The young officer saluted and then strode across the deck, heading for the gangway. Based on the salute and the fact that I didn't recognize her, she was a definite newbie, probably at her first ever crime scene.
Holding up the bagged vid, Ian asked, “Anybody got a vid reader?”
I shook my head.
Maggie said, “No. We'll have to ask the med-techs if we can borrow their equipment when they're done documenting the scene.”
“Yeah,” said Ian as he neatly folded the baggie over the vid and tucked it in his shirt pocket. “Call me when they're ready.” He walked away, following the same path taken by Officer Kobishi.
Maggie and I stepped out of the high-traffic area of the deck and found a semidry spot under one of the age-frozen cranes.
“How's Niki?” she said.
“Fine,” I said as a reflexive kick response.
“Will you tell her I'll be by soon? It's probably been a week since I went to see her. These barge murders have me all tied up.”
I told her flat out. “You gotta duck this case.”
“I can't do that. I've been working this for too long.”
“How many have there been?”
“Tonight's the thirteenth. This guy's a serial.”
Even more convinced, I said, “You've got to get out. The killer's an offworlder.”
“So?”
“Don't play stupid, Maggie. You know what can happen if you try to arrest an offworlder.”
She resisted looking at my bobbing hand. “Don't worry about that, Juno. When I find him, I'll bring a whole squad.”
“So what if you do. You can bet that if he's got the money to buy gene eaters, he's got the money to buy the judge, too.”
Maggie looked away out over the water, her face now in total shadow.
I knew she didn't want to hear it, but I kept up the pressure. “And what happens when the press gets a hold of this? You've been lucky so far that nobody gives a shit about a bunch of nameless victims, but that won't last much longer. There's a dead cop for chrissakes. Eventually, somebody's going to leak the fact that an offworlder has killed thirteen people including a cop. The public will throw a fit. They're already pissed about how fucked up this city's gotten over the past year. They'll demand to know what the police are doing about it, and you're going to have to stand there and say you don't know squat. How will that look on your record? Trust me, Maggie, you need to drop this case.”
“I can't, Juno. Ian's gung ho on this one. When it was clear we weren't getting anywhere on it, I told him we should step aside and let some fresh eyes have a look at it, but then he got all territorial about it.”
“So ask for a new partner.
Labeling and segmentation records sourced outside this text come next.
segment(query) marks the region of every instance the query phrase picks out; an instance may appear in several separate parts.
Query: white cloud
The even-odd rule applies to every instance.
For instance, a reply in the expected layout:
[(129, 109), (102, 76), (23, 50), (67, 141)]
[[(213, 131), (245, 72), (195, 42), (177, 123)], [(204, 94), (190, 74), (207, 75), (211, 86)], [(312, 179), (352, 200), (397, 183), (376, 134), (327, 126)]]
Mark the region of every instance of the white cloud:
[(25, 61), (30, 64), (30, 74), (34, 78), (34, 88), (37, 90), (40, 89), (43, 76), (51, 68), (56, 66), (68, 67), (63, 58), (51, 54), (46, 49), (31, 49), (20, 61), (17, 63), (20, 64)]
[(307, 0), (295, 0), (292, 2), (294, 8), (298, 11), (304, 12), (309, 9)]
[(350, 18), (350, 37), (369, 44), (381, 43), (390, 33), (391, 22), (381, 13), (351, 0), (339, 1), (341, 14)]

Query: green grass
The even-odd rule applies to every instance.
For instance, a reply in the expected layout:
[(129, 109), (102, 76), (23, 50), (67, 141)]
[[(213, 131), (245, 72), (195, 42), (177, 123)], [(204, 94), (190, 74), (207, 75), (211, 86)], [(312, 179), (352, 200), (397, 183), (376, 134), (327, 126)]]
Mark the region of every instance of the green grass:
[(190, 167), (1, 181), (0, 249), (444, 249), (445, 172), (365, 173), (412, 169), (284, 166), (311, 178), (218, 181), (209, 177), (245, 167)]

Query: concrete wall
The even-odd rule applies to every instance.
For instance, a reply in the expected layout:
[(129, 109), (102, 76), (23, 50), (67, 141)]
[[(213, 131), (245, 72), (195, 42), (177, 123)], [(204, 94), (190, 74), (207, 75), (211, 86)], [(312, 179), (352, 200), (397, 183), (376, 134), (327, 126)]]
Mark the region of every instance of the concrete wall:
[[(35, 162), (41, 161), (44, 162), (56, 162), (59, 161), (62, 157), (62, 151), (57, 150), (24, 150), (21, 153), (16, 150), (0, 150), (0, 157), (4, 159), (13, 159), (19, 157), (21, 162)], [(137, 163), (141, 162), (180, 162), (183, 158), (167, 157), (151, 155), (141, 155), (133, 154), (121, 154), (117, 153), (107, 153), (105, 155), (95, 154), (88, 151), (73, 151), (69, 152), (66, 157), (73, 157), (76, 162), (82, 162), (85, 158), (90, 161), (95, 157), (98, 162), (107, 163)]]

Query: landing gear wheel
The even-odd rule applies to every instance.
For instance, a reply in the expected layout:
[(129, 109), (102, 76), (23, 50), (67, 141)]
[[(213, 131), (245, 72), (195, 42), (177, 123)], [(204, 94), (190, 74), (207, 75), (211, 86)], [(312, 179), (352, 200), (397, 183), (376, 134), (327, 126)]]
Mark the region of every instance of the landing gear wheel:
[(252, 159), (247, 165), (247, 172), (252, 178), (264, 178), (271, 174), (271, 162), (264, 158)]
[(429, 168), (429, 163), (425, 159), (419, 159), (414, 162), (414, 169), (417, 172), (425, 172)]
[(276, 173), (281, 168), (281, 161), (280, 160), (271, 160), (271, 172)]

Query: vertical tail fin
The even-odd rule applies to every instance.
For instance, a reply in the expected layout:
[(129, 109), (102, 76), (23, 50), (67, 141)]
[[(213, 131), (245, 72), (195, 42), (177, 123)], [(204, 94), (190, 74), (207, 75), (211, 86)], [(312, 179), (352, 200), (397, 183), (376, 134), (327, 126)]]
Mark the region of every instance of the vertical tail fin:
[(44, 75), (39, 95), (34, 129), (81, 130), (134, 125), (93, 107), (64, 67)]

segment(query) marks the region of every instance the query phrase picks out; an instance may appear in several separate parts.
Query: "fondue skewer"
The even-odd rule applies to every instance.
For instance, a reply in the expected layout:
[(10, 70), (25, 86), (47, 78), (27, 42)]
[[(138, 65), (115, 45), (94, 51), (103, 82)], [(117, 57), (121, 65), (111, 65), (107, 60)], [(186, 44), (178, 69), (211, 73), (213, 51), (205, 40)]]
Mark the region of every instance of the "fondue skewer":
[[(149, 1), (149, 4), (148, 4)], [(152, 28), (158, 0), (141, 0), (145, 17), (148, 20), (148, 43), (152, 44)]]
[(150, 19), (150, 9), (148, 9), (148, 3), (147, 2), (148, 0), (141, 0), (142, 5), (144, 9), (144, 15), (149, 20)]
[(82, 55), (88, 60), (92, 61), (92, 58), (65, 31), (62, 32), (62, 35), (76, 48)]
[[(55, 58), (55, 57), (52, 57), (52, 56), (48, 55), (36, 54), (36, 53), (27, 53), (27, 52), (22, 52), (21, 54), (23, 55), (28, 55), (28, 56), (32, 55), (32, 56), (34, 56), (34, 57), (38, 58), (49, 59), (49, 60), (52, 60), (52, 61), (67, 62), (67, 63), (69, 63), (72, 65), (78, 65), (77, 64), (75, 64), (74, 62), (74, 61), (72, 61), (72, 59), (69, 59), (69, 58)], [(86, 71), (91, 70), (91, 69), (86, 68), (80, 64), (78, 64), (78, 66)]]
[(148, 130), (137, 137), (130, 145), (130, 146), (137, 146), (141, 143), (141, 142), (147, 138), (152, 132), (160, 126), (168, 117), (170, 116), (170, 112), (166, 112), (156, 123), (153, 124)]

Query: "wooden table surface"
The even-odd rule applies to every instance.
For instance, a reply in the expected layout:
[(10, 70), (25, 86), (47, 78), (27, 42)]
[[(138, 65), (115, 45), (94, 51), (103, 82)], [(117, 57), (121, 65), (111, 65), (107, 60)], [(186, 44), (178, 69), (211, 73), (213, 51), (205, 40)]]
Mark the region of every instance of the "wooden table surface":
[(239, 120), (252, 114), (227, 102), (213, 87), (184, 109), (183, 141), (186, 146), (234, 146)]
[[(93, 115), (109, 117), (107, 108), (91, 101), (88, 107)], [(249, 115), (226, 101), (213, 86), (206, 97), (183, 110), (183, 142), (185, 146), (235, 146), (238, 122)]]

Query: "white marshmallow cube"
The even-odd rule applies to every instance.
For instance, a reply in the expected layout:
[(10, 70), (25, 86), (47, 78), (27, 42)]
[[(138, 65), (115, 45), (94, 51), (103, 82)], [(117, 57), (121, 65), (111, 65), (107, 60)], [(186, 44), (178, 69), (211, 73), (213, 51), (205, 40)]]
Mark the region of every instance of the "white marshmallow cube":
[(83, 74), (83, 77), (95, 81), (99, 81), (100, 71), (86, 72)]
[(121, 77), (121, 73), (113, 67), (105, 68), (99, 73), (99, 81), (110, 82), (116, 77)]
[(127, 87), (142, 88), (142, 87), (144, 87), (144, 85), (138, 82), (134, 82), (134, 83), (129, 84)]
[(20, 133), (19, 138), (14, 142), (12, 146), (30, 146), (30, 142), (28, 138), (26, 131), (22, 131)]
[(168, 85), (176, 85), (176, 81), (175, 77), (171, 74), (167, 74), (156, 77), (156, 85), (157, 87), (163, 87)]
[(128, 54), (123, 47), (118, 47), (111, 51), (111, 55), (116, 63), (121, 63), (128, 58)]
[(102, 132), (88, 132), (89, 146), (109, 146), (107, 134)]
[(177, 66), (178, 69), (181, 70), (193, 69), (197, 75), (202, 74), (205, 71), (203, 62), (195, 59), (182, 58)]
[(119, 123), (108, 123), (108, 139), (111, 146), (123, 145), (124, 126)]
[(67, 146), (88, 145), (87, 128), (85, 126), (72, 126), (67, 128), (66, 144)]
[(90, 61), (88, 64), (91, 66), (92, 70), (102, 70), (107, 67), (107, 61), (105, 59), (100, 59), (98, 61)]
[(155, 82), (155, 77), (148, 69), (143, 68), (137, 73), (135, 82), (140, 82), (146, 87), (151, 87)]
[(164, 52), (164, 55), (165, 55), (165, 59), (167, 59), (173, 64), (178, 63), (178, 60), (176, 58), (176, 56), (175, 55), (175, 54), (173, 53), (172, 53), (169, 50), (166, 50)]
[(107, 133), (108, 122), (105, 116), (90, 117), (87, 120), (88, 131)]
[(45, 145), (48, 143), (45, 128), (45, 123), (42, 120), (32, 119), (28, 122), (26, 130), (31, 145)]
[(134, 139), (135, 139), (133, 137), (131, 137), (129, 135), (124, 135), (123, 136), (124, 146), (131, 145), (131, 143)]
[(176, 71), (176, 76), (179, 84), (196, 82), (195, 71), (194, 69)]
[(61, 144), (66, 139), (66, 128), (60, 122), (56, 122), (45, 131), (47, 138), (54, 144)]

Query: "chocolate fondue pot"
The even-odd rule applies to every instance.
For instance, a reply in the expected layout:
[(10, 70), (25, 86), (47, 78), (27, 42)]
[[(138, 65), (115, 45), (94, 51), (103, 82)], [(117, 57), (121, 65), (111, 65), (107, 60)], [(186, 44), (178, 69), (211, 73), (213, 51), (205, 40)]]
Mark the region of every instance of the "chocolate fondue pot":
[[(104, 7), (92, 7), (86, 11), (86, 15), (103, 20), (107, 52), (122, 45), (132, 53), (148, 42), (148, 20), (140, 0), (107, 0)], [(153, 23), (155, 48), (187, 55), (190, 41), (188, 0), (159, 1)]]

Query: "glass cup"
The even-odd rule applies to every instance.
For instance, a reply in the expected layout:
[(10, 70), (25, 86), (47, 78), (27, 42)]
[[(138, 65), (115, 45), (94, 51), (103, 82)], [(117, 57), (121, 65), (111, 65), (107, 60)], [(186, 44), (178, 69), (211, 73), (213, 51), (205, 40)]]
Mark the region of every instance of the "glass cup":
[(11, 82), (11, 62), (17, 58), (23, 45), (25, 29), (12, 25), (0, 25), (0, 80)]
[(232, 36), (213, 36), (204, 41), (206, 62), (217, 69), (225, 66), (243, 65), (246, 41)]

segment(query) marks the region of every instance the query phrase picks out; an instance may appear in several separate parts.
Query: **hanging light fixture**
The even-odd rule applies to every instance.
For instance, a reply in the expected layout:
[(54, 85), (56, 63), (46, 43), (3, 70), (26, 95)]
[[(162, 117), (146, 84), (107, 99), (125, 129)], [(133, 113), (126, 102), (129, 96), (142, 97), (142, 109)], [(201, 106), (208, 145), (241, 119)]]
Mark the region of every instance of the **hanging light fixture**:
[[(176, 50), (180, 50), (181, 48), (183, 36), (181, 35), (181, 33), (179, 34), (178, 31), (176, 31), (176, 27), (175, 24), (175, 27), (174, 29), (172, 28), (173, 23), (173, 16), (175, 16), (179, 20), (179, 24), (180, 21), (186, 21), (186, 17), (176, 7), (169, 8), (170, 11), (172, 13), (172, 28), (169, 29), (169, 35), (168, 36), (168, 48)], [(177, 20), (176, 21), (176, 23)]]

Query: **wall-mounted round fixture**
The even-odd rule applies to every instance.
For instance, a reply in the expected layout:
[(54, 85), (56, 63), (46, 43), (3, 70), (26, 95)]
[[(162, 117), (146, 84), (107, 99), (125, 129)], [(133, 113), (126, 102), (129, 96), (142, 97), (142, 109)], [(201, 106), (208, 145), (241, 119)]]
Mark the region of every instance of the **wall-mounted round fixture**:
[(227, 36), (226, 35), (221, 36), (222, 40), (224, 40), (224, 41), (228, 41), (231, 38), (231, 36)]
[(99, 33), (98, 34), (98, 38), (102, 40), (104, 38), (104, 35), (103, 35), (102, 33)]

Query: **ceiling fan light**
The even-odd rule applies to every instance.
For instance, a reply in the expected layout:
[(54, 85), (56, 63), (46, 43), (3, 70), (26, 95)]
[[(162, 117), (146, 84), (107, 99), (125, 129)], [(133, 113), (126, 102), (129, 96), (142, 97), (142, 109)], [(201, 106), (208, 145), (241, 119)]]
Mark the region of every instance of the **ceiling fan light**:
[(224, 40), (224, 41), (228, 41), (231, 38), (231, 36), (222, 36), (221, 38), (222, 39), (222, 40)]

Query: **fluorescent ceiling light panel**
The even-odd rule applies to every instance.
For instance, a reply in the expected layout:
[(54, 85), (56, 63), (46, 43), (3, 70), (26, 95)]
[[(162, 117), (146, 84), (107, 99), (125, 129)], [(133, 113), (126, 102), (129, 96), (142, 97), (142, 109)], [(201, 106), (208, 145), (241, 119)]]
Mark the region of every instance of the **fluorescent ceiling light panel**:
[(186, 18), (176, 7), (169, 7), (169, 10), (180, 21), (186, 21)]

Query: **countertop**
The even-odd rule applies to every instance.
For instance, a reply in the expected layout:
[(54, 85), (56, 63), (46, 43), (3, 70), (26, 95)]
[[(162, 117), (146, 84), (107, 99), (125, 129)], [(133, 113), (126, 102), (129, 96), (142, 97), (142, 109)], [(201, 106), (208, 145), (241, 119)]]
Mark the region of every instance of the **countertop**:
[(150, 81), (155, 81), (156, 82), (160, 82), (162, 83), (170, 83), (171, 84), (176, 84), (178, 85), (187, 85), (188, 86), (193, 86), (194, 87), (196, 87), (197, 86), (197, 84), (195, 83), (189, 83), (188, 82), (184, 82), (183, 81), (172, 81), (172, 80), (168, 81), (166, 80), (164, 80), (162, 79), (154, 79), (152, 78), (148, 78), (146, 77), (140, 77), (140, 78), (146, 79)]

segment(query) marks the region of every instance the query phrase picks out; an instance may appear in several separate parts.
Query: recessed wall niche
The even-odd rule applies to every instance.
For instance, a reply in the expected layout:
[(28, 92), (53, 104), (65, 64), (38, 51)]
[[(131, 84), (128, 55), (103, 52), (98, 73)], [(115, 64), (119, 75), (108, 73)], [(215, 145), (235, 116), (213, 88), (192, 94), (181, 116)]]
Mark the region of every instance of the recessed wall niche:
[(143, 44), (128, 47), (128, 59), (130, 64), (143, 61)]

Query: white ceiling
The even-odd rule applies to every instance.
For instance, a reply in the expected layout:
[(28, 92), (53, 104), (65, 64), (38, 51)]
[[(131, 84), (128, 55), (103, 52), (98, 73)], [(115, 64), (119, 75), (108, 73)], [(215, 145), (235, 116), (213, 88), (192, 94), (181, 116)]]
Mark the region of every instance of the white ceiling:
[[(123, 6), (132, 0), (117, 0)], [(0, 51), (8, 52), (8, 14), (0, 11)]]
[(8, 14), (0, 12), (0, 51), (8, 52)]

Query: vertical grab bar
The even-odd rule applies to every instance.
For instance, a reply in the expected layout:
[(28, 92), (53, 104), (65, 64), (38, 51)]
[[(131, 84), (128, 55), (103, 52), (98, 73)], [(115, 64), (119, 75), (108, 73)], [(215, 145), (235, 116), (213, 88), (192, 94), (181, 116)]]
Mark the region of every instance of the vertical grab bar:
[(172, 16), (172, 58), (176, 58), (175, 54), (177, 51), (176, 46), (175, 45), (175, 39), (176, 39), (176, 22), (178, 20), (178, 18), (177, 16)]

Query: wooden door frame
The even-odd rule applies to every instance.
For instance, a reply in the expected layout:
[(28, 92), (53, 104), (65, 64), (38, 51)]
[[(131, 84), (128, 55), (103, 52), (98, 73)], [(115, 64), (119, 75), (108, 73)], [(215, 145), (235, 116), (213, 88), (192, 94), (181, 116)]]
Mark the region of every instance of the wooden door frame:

You don't like that prick anyway. Get yourself out and let Ian take this one.”
She turned back to me, her face barely lit. “I already asked for a new partner. Lieutenant Rusedski wouldn't hear it.”
“Why not?”
Maggie let out a frustrated sigh. “Rusedski wants Ian to get the squad leader post. I had no idea Ian was even interested until he put in for it right on the deadline. For weeks, I'd been after Rusedski for a letter of recommendation. He kept promising he would do it, but he never delivered. Then Ian submitted his application with a letter of recommendation from Rusedki. That's when it all made sense why Rusedski made Ian and me partners. You see what I mean? Rusedski wanted to put Ian through for that job all along, but he knew that the brass liked me better because of my case-solved percentage…”
There was no need for her to go on. I could see what Rusedski had been doing. By partnering Maggie with Ian, they'd share all their collars. Her successes would be his successes. It was only a matter of time before their case-solved percentages converged. “Still,” I said, “you don't want to be out front on this one. Just drop it. Let Ian be the one to put his ass on the line.”